Si tratta in fondo, come è noto, di carne di pecora essiccata sulla cui preparazione piuttosto lunga e laboriosa, non posso certo soffermarmi: tranne che per citare un termine pressoché sconosciuto, quello della cosiddetta “vruccatura”; ho appreso solo adesso, infatti, che consisteva nell’impiego di un particolare supporto ligneo fatto di “rami e rametti a mo’ di stecche” per sostenere la carne da asciugare all’aria aperta.

Tutto ciò mi ha fatto anche tornare in mente un singolare episodio che raccontava mia madre; vivendo infatti da poco tempo a Capracotta, si trovava un giorno nel quartiere di San Giovanni insieme a una sua collega ed amica che, eccezionalmente, le aveva fatto visita. Capitò loro di osservare una vera e propria distesa di “muscisca”, naturalmente senza sapere di cosa si trattava e decisero perciò, superando l’ostacolo del dialetto, di interpellare una “nonnina” seduta al sole davanti alla sua abitazione: che, molto gentilmente, decantando anche a gesti la squisitezza di quel cibo, gliene offrì un pezzo per ciascuna; la mamma e la sua amica si allontanarono poi velocemente, ringraziando, nel tentativo forse di dissimulare la loro istintiva riluttanza ad assaggiarlo.

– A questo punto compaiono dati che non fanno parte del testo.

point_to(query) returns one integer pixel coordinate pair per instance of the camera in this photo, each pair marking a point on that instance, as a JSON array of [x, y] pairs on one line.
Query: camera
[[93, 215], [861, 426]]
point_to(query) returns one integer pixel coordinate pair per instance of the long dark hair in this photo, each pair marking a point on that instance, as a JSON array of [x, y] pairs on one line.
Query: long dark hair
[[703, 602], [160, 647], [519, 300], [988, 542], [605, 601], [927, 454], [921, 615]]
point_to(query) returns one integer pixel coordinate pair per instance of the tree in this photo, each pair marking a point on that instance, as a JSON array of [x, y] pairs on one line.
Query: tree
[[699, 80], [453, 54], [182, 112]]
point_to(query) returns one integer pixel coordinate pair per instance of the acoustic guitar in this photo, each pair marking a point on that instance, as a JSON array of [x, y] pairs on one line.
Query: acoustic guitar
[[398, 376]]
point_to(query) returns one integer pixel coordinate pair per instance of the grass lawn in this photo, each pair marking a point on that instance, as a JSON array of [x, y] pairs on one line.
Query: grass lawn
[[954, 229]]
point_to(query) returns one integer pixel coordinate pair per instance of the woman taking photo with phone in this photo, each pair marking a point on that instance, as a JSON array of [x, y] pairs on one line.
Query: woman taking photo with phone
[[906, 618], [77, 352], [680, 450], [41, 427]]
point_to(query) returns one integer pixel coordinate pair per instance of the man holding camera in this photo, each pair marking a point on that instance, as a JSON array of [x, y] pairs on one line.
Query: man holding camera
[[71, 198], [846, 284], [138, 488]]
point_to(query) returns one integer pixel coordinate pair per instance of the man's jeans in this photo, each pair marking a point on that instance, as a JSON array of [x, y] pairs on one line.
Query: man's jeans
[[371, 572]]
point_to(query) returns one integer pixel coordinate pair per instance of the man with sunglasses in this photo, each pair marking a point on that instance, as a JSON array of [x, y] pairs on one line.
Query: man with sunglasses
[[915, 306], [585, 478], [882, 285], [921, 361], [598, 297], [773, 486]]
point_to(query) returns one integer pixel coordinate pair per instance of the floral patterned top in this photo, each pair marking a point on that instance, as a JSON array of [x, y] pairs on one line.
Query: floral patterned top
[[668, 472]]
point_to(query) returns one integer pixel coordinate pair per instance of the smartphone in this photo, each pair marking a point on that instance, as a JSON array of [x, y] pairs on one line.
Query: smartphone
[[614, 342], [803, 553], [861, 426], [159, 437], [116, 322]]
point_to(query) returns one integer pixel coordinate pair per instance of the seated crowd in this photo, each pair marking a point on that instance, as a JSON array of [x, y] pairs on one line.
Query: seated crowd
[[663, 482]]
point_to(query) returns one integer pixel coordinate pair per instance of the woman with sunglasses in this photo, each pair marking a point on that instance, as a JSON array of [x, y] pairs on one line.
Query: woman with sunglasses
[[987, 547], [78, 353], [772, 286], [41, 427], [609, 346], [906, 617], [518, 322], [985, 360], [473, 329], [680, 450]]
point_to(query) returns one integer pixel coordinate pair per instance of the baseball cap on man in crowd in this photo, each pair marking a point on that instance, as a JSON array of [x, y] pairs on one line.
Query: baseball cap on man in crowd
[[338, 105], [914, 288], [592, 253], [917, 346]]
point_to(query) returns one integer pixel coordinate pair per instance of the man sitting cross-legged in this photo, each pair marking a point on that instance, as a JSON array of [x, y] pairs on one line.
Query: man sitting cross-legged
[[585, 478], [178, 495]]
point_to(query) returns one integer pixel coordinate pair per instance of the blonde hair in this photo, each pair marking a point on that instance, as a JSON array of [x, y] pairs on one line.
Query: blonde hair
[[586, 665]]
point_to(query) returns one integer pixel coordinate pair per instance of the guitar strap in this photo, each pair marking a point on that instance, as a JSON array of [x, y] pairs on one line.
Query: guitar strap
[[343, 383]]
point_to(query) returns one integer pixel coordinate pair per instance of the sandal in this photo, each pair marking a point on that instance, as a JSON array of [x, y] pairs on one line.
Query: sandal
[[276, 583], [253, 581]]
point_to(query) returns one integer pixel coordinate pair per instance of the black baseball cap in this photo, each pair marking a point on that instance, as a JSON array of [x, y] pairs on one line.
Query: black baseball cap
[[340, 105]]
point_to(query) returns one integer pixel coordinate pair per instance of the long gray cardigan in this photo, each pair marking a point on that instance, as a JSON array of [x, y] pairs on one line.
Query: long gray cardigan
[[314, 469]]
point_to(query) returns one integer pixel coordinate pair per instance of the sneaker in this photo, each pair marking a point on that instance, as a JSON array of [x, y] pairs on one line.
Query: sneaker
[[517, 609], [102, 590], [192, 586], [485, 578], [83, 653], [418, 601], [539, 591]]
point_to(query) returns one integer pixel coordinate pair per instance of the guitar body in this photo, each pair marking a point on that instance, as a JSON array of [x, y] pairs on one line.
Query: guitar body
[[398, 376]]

Si ripropone, così, il tema delle antiche tradizioni gastronomiche capracottesi, tutte certamente scaturite da un substrato culturale ed economico di grande semplicità per non dire, spesso, di estrema povertà; personalmente rimpiango moltissimo le celebrazioni festive casalinghe, in cui gli invitati si sedevano su panche improvvisate, fatte con tavole di legno poggiate sulle sedie.

Si attendeva il passaggio in corteo di tre improvvisate cameriere: la prima con un grande canestro colmo di pane fresco, la seconda con un vassoio enorme di prosciutto affettato e la terza infine con tante fette di caciocavallo; era l’incredibile menù di allora e non si doveva certo scegliere tra decine di portate né, tanto meno, restare seduti per ore come sembra obbligatorio fare adesso nei moderni ristoranti.

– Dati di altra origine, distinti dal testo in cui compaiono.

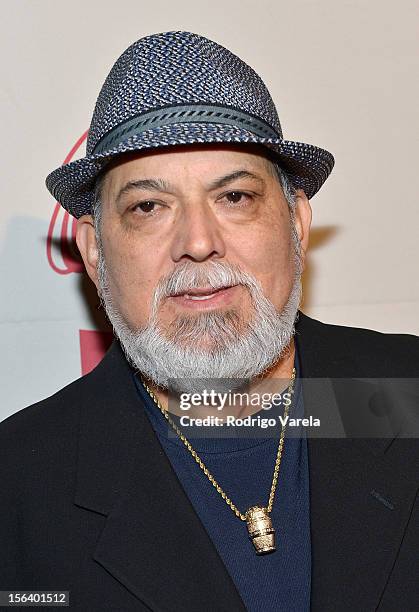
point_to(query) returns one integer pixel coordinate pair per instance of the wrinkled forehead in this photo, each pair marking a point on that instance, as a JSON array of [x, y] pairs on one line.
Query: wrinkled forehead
[[205, 159]]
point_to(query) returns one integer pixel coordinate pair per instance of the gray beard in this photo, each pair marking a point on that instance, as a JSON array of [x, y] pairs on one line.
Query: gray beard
[[195, 351]]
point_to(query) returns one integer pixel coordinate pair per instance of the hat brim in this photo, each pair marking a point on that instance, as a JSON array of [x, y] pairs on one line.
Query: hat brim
[[73, 184]]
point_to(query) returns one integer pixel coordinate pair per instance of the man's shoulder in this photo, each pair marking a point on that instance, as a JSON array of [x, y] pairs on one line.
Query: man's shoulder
[[45, 422], [392, 354]]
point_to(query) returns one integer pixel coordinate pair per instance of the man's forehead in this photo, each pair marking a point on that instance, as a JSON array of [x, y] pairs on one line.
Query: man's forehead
[[206, 161]]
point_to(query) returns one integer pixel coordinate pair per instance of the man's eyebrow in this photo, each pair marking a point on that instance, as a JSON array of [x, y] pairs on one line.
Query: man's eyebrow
[[144, 184], [233, 176]]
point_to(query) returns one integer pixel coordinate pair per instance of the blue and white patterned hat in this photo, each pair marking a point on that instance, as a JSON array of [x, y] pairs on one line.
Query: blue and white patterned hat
[[180, 88]]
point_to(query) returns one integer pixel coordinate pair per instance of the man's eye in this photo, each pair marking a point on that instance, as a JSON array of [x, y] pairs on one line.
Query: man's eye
[[236, 197], [145, 207]]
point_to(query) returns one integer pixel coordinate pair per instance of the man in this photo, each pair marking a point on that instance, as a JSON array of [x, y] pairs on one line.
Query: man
[[194, 219]]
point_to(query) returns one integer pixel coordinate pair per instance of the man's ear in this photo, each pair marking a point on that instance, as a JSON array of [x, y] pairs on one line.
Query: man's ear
[[303, 215], [87, 245]]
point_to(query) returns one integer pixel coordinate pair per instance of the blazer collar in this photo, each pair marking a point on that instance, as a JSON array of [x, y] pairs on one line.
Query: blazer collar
[[153, 541]]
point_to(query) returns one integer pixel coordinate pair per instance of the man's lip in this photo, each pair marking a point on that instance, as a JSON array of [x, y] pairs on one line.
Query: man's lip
[[201, 291]]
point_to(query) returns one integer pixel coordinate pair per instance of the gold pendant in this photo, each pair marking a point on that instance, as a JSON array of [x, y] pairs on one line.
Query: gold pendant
[[261, 532]]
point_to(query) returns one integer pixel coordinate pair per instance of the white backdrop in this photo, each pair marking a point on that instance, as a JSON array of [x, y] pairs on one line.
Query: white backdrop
[[343, 76]]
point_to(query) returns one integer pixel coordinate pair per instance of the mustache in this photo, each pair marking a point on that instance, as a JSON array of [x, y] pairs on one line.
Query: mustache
[[189, 276]]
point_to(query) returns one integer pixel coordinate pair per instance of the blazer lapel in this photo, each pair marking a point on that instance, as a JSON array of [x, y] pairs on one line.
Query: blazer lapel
[[361, 490], [153, 542]]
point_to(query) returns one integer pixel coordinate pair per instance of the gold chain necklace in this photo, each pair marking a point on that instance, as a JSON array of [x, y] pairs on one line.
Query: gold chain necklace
[[259, 523]]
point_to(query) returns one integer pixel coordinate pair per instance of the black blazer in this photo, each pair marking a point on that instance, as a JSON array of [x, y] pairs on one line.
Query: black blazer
[[90, 503]]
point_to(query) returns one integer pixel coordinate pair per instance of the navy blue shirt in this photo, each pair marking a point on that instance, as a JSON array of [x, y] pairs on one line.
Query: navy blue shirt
[[243, 466]]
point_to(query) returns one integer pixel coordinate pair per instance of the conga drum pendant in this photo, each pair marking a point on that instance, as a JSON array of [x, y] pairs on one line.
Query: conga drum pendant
[[261, 532]]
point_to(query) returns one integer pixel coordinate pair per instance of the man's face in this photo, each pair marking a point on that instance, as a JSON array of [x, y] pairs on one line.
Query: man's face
[[189, 209]]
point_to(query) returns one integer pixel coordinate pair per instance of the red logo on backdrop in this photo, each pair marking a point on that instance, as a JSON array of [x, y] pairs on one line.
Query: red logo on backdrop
[[64, 258]]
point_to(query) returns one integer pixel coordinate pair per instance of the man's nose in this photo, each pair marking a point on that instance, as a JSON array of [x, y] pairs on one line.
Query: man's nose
[[198, 234]]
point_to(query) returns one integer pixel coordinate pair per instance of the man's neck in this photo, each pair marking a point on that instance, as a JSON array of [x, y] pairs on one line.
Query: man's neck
[[273, 381]]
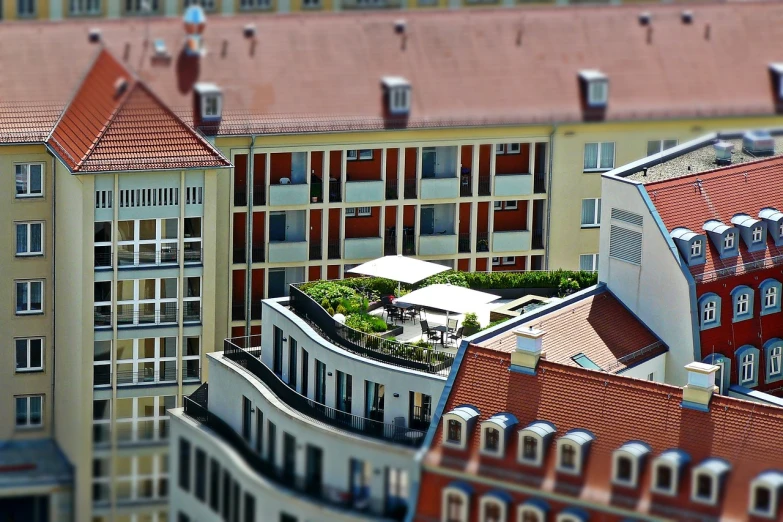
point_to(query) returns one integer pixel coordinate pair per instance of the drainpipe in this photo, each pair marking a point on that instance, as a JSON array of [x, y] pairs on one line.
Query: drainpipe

Ciò nonostante e quasi paradossalmente, da un ambiente che più semplice di così sarebbe difficile immaginare sono emersi, anche in passato, diversi personaggi che hanno davvero fatto onore all’arte culinaria capracottese.

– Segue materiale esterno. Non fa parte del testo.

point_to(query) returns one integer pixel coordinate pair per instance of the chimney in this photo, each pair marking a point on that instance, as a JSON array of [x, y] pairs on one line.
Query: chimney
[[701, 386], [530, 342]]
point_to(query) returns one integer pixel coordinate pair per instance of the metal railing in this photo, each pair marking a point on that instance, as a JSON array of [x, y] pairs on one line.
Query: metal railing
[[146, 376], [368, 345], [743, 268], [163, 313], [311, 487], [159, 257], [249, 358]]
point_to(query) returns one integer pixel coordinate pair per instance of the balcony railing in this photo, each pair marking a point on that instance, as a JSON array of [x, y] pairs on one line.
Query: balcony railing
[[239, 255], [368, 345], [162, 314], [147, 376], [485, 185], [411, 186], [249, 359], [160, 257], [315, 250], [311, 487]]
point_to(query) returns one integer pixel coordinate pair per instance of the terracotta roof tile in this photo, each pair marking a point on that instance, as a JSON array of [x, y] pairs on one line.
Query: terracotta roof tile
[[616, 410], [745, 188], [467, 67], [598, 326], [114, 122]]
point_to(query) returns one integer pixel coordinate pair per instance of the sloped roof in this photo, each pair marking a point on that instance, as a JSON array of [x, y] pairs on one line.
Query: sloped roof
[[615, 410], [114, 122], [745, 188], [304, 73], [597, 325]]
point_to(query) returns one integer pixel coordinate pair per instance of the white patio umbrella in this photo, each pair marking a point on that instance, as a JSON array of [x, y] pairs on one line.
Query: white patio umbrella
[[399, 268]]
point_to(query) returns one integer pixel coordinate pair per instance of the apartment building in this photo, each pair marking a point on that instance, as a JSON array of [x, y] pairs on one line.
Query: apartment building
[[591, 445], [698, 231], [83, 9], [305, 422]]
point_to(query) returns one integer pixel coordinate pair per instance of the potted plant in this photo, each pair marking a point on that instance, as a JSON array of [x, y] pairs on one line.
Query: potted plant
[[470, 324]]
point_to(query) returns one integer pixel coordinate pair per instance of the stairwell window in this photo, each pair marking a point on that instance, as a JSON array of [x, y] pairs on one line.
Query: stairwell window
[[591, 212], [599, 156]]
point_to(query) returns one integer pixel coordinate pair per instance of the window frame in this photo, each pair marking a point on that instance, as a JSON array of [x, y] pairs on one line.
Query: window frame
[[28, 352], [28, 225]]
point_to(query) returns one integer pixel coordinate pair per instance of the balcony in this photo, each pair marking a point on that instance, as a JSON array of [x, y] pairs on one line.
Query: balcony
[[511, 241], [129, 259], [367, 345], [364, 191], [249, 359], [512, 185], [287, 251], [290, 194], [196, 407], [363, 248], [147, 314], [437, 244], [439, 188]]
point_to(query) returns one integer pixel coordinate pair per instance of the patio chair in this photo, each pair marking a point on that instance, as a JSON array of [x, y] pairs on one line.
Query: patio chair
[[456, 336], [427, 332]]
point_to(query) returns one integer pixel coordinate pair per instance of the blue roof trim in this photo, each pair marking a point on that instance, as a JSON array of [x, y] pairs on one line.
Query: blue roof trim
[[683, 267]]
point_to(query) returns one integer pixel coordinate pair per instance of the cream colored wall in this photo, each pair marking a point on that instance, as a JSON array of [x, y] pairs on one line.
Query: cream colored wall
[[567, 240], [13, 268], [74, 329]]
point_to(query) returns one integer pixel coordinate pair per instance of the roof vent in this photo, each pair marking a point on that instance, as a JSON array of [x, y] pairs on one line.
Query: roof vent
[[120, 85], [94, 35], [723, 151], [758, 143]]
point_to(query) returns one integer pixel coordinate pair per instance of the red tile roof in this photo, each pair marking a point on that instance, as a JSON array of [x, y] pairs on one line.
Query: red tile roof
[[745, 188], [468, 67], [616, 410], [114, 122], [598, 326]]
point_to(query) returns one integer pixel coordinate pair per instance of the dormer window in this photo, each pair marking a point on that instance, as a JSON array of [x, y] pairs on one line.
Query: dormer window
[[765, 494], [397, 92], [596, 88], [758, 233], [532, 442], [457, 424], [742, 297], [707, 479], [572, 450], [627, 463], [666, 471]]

Avviandomi ora alla conclusione, è dei giorni scorsi la notizia che un giovanissimo “chef” nostro concittadino, che si chiama Ermando Paglione, è stato selezionato dalla “Federazione Italiana Cuochi” per rappresentare l’Italia ai campionati mondiali di cucina che si svolgeranno nel prossimo mese di ottobre a Singapore.

Qualcuno potrebbe forse commentare, con sedicente ironia, questo annuncio affermando:

“altro che Muscisca o Pezzata!”.

Sono certo che non sarà così ma, se per ipotesi accadesse, io non esiterei a smentirlo richiamandolo al grande rispetto che meritano le nostre tradizioni e non solo quelle gastronomiche:

“Grazie di cuore agli antichi pastori di Capracotta e ai nostri antenati che ce le hanno tramandate!”